- The Washington Times - Sunday, August 10, 2008

A friendly group of animated animals teaches children the finer points of life in Jumpstart Advanced Preschool World (Knowledge Adventure for PCs with a minimum Pentium III processor using XP or Vista operating systems, $29.99).

The ambitious effort, contained in a four-disc CD-ROM set, offers 60 activities and exposure to 25 skill sets as children 3 to 5 years old move around a cheery, dynamic three-dimensional land.

This free-roaming environment consists of three locations - the Neighborhood, Preschool Town and Craft Corner - with each offering a distinctive module of fun. Action includes talking to characters, resource collection (using a backpack), playing games and accepting missions. It’s similar to a typical role-playing game, though not as complicated.

The player begins his journey greeted by a song from Frankie the Dog and the Jumpstart gang. He must next design his own avatar complete with choice of mouth, hairstyle, eyes, shoes and clothing.

A well-rounded introduction to parts of the town begins with help from Frankie, CJ the frog and Keisha the tiger. Much of the narrative provides lessons in following directions as the child maneuvers his avatar around the terrain by clicking and moving the mouse.

In the busy Neighborhood, the child can watch a video at the Movie House, play music on a jukebox, modify his house, try a giant water slide, plant and water flowers, take a photo of a character, record a story (microphone required), or go for a swim.

Of course, he also can get a jump-start on his education in the Learning House, which boasts eight games.
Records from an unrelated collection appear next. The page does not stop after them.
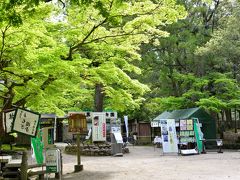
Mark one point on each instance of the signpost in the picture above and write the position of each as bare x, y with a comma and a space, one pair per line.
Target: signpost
8, 117
169, 136
53, 161
26, 122
78, 124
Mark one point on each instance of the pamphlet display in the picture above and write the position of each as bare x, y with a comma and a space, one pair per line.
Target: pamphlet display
198, 135
186, 131
169, 136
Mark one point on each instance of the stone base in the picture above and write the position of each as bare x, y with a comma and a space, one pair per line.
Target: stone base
78, 168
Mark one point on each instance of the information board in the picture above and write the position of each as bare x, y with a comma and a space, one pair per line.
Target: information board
186, 131
98, 126
77, 122
169, 135
26, 122
8, 118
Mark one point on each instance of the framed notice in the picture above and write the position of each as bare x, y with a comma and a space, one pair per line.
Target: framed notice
26, 122
98, 126
8, 120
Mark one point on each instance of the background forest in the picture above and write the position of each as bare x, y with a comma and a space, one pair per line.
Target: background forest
136, 57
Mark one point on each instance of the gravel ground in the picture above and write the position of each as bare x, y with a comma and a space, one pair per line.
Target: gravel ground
143, 162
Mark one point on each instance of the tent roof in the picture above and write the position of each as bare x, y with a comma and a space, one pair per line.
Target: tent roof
177, 114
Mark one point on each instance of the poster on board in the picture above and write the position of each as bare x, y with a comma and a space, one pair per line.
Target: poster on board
8, 120
169, 136
26, 122
98, 126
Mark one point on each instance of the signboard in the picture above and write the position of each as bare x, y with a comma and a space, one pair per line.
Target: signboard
53, 163
169, 135
98, 126
118, 137
25, 122
126, 125
154, 124
77, 122
186, 131
8, 117
37, 147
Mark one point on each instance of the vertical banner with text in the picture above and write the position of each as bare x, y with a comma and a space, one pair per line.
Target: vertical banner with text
99, 126
169, 135
126, 125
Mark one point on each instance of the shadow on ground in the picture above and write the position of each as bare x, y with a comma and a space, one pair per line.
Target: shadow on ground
88, 175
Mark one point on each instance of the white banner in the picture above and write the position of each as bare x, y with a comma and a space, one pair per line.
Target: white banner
98, 126
126, 125
169, 136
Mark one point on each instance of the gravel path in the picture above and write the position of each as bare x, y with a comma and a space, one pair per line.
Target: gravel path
144, 163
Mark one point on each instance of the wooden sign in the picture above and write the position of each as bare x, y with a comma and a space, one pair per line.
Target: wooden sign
26, 122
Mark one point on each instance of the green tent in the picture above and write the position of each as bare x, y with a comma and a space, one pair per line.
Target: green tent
208, 123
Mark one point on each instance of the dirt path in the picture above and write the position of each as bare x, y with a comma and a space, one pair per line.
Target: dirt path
143, 163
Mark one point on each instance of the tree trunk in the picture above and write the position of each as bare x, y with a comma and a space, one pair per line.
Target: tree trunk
99, 95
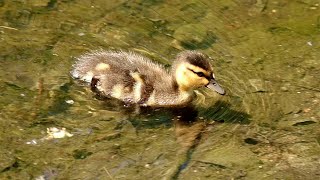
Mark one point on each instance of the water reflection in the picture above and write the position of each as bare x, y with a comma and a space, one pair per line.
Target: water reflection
265, 53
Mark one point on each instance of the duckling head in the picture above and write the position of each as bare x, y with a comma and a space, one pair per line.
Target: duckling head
192, 70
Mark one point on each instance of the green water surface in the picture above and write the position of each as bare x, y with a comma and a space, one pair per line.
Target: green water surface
266, 53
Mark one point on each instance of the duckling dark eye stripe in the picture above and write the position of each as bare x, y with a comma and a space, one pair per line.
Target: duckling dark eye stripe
207, 77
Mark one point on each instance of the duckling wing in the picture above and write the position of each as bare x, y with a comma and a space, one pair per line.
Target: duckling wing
122, 75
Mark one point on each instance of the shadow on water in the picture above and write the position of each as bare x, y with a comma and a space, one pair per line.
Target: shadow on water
220, 112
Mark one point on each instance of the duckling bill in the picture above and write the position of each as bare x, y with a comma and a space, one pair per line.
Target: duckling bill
135, 79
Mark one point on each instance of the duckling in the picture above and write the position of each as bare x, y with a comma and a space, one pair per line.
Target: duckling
135, 79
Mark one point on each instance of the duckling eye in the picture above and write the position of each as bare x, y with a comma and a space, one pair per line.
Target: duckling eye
200, 74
The focus of the challenges is numbers one through 10, alphabet sequencing and letter-to-word association, which is explored using matching and click-and-drag-style puzzles.

Frankie and his pals help the player every step of the way and remind him about sharing, friendship, hygiene, eating habits and even exercise.

Colored pieces of three storybooks are earned for helping characters through a variety of tasks, such as cheering up Eleanor the elephant by finding items that fell out of her backpack or collecting seeds for Hopsalot the rabbit. Once a book is ready (a child can read along with the narrated story), a new part of the world is available (subsequently accessed again via a map).

Complete storybooks open up Preschool Town (which concentrates on slightly more difficult activities, such as filling a grocery list and driving a fire engine) and Craft Corner, a place with a simple-to-use art program to develop an original, ready-to-print masterpiece.

Very responsive controls and plenty of objectives for a child to accomplish will keep him busy. From a parent’s end, the disc installation was flawless. Better yet, parents have their own workspace to track progress and customize their child’s Jumpstart experience by adding personal photos highlighting holidays.

Age range:The box says ages 3 to 5, but only the sharpest of 3-year-olds will have any chance of understanding what is going on. The younger set will gladly sit in their parent’s lap and interact as the Jumpstart world opens up to them.

Game Bytes

Here’s an abbreviated look at some multimedia items for the entire family:

Dilbert: Cubicle Chaos (for cell phone from Namco, $2.99 to $5.99 for a monthly subscription) - Cartoonist Scott Adams‘ famed engineer takes more white-collar grief in an over-the-top, sarcasm-enriched, task-managing game.